A free educational program, “The Dust We Leave Behind: Stories, Games, and Songs from Another Time,” for local elementary schools is being offered by the Frank and Jane Gabor West Virginia Folklife Center.
The program provides a fun and exciting way to participate in customs and stories from the region’s past. The program will run Wednesday, October 9 and Thursday, Oct. from 9 a.m. to noon.
“The Dust We Leave Behind” is sponsored by the West Virginia Humanities Council and is free to schools. The program is limited to 75 students each day and is appropriate for grades 3 through 6.
Students will participate in three rotating 50-minute sessions on the day their school attends. Session 1 will meet in the Folklife Center with Fred Powers, a former educator and UMWA coal miner. Powers will take students through a first-person narrative that highlights the voice of a typical coal miner and his place in American history, including the dangers of mining and an overview of coal culture, superstitions, tools, customs, and stories.

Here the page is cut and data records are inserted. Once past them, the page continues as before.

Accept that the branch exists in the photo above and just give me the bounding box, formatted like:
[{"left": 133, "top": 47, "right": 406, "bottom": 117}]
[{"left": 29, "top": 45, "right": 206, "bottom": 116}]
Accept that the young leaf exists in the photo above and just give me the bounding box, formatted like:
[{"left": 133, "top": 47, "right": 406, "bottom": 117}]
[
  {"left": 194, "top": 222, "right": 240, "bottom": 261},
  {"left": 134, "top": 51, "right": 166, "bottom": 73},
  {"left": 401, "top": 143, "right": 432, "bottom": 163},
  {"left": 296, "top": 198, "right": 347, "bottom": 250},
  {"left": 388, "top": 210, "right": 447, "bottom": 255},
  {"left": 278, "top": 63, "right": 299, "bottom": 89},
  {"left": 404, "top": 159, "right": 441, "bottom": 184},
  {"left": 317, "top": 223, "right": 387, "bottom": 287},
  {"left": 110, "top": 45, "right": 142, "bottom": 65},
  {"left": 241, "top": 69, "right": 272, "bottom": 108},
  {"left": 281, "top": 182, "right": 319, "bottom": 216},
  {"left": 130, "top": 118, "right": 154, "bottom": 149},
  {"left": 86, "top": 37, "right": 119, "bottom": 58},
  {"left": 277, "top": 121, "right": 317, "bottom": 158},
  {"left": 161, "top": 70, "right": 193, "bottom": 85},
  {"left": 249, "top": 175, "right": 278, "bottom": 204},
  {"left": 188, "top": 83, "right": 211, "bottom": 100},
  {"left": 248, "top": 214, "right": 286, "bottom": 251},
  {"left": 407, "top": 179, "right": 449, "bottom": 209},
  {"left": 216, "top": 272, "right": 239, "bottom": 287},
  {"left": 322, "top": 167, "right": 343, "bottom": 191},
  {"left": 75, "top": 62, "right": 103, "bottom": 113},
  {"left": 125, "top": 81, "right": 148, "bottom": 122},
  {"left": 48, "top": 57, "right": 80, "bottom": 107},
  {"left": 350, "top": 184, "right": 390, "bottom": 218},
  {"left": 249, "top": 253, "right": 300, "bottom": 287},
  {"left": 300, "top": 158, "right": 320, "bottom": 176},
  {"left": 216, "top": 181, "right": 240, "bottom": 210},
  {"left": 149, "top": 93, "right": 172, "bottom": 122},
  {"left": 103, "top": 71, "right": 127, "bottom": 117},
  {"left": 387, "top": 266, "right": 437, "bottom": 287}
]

Session 2 will meet at the one-room school house museum on Fairmont State University’s Campus with educator Sharon Powers, where children will learn child lore through interactive Appalachian pioneer games. Various hands-on activities will teach students traditional playground culture, including games, toys, and songs.
Session 3 will meet in the Folklife Center’s first floor classroom with Folklife Center staff to learn traditional Appalachian music and songs that would have been familiar to children in the past. Students will have the opportunity to experience the dulcimer during this session.
The Folklife Center is dedicated to the identification, preservation, and perpetuation of our region’s rich cultural heritage. It houses academic minors in folklore and museum studies.